A z warzyw: w dyni, brukselce, groszku zielonym, fasolce szparagowej, we włoskiej kapuście, grzybach, szparagach, kalafiorze, szpinaku i ziemniakach oraz we wszystkich zielonych warzywach liściastych.
Pełnowartościowe białko zawierają też wszystkie owoce, wprawdzie niewiele, bo od 1 do 2 g w 100 g produktu, ale za to w pełni przyswajalne.
Bardzo dużo białka bo okolo 60-70% zawierają Algi:
Spirulina
Chlorella
Afaalga niebiesko zielona z jeziora Klamat z Oregonie
Ważnym źródłem żelaza są produkty zbożowe szczególnie z pełnych ziaren zbóż.
Podczas przytwarzania mięsa wytwarza się w nim okolo 20 trujących substancji, które niszczą naczynia krwionośne i układ nerwowy.

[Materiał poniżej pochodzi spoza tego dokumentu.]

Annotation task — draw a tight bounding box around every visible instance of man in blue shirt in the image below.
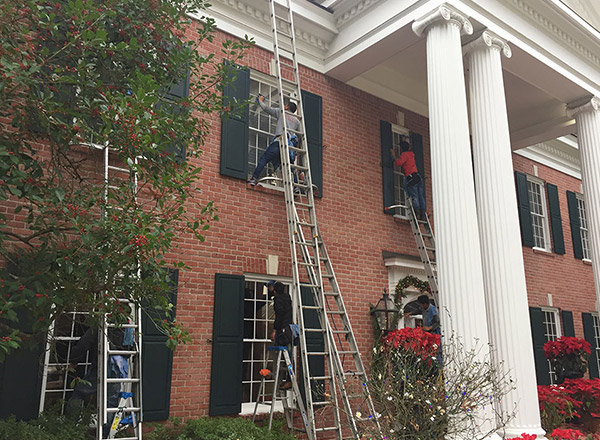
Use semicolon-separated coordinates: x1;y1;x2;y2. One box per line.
417;295;442;335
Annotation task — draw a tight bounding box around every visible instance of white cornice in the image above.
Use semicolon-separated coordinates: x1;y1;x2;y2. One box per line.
193;0;337;72
515;139;581;179
510;0;600;66
334;0;382;28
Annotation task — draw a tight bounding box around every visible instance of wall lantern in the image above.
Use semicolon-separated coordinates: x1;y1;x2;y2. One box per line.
371;289;400;332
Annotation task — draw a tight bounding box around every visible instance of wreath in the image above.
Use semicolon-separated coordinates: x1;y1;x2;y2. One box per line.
394;275;431;309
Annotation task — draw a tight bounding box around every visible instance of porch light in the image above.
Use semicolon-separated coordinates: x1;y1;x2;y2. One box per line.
371;289;400;332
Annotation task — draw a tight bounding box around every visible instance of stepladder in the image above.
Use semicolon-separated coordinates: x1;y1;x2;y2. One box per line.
269;0;381;434
252;345;314;440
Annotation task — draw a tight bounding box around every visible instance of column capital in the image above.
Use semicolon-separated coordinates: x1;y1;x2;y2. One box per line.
463;30;512;58
412;3;473;37
567;96;600;118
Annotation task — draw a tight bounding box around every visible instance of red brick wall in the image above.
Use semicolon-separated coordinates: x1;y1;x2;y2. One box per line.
513;154;596;338
171;24;430;417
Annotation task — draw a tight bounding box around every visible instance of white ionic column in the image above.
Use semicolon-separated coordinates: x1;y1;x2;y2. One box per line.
413;4;499;438
464;31;544;437
567;97;600;311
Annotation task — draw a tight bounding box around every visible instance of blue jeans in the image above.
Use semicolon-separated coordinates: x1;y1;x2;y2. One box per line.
403;177;426;211
252;140;281;179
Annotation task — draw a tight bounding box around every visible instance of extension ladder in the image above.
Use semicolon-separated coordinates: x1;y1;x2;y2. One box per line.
385;192;440;307
96;146;142;440
252;345;308;432
269;0;382;440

Najciekawsze jest to, że anemia dotyczy ludzi, którzy jedzą mięso, ale nie spożywają zielonych produktów roślin. Zawierających chlorofil jest on niezbędny do wytwarzania hemoglobiny w organizmie.
Dlatego wlasnie codzienna porcja zieleniny jest człowiekowi konieczna do życia, aby z chlorofilu organizm mógł produkować hemoglobinę, bez szukania możliwości zastępczego jej wytwarzania.
Wegetariańskie odżywianie to podstawą leczenia raka w każdej postaci, podstawa leczenia miażdżycy, chorób serca, krążenia, demencji, depresji, osteoporozy, anemii, nerek i wszystkich poważnych chorób cywilizacyjnych.
Co jeszcze jest ważne!
Wykorzystywanie ziemi uprawnej do produktcji paszy dla zwierząt powoduje że zostaje mniej tych terenów do wykorzystania w celu produkcji żywności dla ludzi. Szacuje sie że trzeba wykorzystać od czterech do dziesięciu razy więcej ziemi uprawnej dla wyprodukowania 1 kg protein z wołowiny niż 1 kg protein pochodzenia roślinnego.
Karmienie zwierząt rzeźnych powoduje wzrost głodu wśród ludzi, ponieważ żywy inwentarz zjada żywność z pól i łąk, z których produkty mogliby z powodzeniem(i dla własnego zdrowia) po prostu konsumować ludzie.
Dlatego dieta bezmięsna jest zatem doskonałym sposobem zapewnienia niskim kosztem produktów żywnościowych dla dużych i nisko rozwiniętych populacji(zresztą wszystkich).
Sokrates uważał, że najlepsza dieta składa się z chleba, oliwy z oliwek, serów, warzyw i owoców oraz umiarkowanych ilości wina.